Angespitzt durch ein trotzkistisches Blatt versucht Jónsi sich nun als Proletarier und wartet vergeblich darauf, beim Steinekloppen am Bau seine echten Arbeiterhelden zu treffen. Die Arbeiter haben aber nur das Übliche im Kopf – Scheiß konsumieren, Soaps glotzen und Schnulzen hören. Sie machen sich über Jóns´ Proletkult lustig. Der hält noch eine Weile eisern durch, bis er hinschmeißt und als Jungprolet erst mal von Stütze lebt.
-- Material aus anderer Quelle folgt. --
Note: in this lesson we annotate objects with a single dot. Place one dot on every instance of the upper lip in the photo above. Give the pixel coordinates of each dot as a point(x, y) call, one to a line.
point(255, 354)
In seinem neuen Kellerzimmerchen fühlt er sich wohl und autonom. Er freundet sich mit den schrägen Nachbarn an, lernt von einem Tao und Kung Fu. Die Bude tapeziert er mit Anarchokram und korrespondiert mit politischen Gefangenen. Aber das verblasst neben seiner Gier nach zügellosem Leben.
Jetzt will er nur noch leben und lustig sein, scheiß auf den Rest und auf den Punk. Sein lädierter Pimmel hat sich geradegestellt wieder zurückgemeldet. Jón will Sex. Und den kriegt er nicht als stinkiger Street-Anarchopunk. Lederjacke und CRASS-T-Shirt landen ohne Bedauern in der Tonne. Jón metamorphost lustgetrieben zum geschniegelten „Bauhaus“-NewWaver in schnieken Modeklamotten. Eines Abends wird er von einer angetrunkenen Partyteilnehmerin seines Nachbarn entjungfert. Die Situation ist würdelos. Von da an macht er High Life. Das funktioniert eine Weile gut. Tanzen, Vögeln und Saufen werden zum Lebenszweck. Den Rest machen Alk und Pillen, um den weggedrückten Depri zu kompensieren und möglichst wenig Schlaf zu brauchen. Ein Break ist die ABM, die er vom Amt auf die Nase gedrückt bekommt, da sonst seine Stütze versiegt. Erst leert er städtische Müllbehälter, dann landet er in der Gartenarbeit des psychiatrischen Pflegeheims Arnarholt. Die Arbeit macht ihm zunehmend Spaß und er freundet sich mit Insassen an, Addi und anderen skurrilen Typen. Da es in der Anstalt auch hübsche Frauen gibt, gefällt es ihm so gut, dass er nach der ABM dort voll anheuert. Nach der Arbeit wieder High Life was das Zeug hält – zum Schlafen kaum Zeit. Das müssen die Pillen regeln.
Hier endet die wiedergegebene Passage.